Mae has a similar moment towards the end of the game, but it unfolds a little differently. In her second existential crisis, coming not long after the conversation with the ‘Sky Cat’, she finds herself confessing the importance of hurt. Those uncomfortable feelings she’d been avoiding by living purely in the moment, in a fleeting existence, have value of their own. When her friends go, when she dies she ‘wants it to hurt’. Why? Because that hurt shows her that it all ‘means something’, that she is ‘something’. Those connections she built with her friends have given her something to live for, have given something of substance to her life, and although the idea of it all going away hurts, it’s that very pain which proves there is value in them. Mae has found her own subjective value for living, even if in the ‘Sky Cat’s eyes there is no objective one. That Mae survives the game and is able to grow her relationships further is the clear difference between her story and Meursault’s – while he was unable to find any value until the very end, Mae was able to find her own while she was still young. The atmosphere at the end of Night in the Woods is hopeful in a way that it hadn’t been until this existential revelation, and it’s fitting that it closes with vignettes of Mae and her friends discussing where they go from here.
At the very end of the game, in its closing moments, Mae asks good friend Gregg an honest question, one that could be seen to refer to the events of the game, but could be something much larger. ‘Do you think any of this means anything?’ to which Gregg responds in the most Gregg-like way, pausing a moment to consider his answer before coming up with ‘it does, dude’. Gregg, a troubled character himself, has found his own little peace with boyfriend Angus and his friends, hinting at a possible future which could await Mae. Angus however, is the one with the quote which perfectly summarises the philosophy of Night in the Woods: ‘I believe in a universe that doesn’t care and in people that do’.
One thought on “Night In The Woods: Community In The Face Of Existential Nihilism”

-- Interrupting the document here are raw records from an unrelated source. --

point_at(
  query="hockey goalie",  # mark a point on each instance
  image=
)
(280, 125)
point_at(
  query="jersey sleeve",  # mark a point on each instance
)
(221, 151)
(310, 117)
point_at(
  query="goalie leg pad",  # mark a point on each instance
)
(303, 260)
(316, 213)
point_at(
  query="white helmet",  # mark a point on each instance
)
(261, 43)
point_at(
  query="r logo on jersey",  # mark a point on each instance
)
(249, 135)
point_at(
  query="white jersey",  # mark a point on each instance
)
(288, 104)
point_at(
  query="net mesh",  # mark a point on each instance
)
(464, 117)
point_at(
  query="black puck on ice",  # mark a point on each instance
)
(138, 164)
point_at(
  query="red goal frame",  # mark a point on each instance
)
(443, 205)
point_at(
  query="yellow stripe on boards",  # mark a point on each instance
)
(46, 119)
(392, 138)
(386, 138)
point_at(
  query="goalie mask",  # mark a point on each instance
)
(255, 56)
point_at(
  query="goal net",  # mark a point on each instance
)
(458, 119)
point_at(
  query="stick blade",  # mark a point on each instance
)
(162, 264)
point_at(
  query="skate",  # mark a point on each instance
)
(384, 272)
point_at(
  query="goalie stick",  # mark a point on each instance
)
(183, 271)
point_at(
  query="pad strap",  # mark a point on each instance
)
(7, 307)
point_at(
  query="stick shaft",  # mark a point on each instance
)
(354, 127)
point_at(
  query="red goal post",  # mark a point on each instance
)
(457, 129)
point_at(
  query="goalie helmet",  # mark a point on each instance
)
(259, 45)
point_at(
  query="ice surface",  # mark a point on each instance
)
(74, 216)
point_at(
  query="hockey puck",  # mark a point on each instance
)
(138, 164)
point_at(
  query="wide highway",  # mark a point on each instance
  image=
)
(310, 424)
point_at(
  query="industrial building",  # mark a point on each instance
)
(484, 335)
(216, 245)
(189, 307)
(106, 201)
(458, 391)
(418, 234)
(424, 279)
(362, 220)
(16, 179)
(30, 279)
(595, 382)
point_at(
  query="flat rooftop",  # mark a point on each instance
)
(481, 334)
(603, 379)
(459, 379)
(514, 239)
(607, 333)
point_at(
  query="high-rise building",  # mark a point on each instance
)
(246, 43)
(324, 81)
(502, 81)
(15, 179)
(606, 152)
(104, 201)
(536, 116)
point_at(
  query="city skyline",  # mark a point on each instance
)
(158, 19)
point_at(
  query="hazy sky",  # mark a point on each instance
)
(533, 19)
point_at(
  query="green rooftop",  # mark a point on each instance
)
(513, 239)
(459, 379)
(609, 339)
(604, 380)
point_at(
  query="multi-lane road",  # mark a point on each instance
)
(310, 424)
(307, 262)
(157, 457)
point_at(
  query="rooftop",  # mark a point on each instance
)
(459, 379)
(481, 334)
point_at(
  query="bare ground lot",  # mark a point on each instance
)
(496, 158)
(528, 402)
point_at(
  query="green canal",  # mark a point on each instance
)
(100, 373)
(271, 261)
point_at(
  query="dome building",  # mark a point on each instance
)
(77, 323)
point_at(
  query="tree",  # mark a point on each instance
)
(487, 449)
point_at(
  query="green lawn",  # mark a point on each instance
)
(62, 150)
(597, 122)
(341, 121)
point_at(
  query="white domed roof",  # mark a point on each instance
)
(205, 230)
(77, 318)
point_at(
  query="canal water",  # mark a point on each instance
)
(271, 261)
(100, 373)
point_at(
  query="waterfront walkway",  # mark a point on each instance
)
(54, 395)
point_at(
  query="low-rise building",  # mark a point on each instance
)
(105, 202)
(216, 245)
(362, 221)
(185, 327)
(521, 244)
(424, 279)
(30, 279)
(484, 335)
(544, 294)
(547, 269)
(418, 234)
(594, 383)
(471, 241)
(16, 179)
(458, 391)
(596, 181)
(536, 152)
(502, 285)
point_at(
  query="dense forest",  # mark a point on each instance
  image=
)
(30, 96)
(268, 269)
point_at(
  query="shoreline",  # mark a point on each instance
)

This is a fascinating, well argued, thoughtful article on an unusual topic. One very minor quibble; Nikolay Chernyshevsky and Dimitri Pisarev advocated Nihilist philosophy in Russia before Nietzsche although, as you say, he was hugely influential in popularising it in western Europe and is the vital link between Nihilism and Existentialism. One reason Nihilism, as you suggest, goes back several millennia is that the idea that the universe doesn’t care is a basic human response, as per Macbeth’s description of life as “a tale full of sound and fury, told by an idiot, signifying nothing.”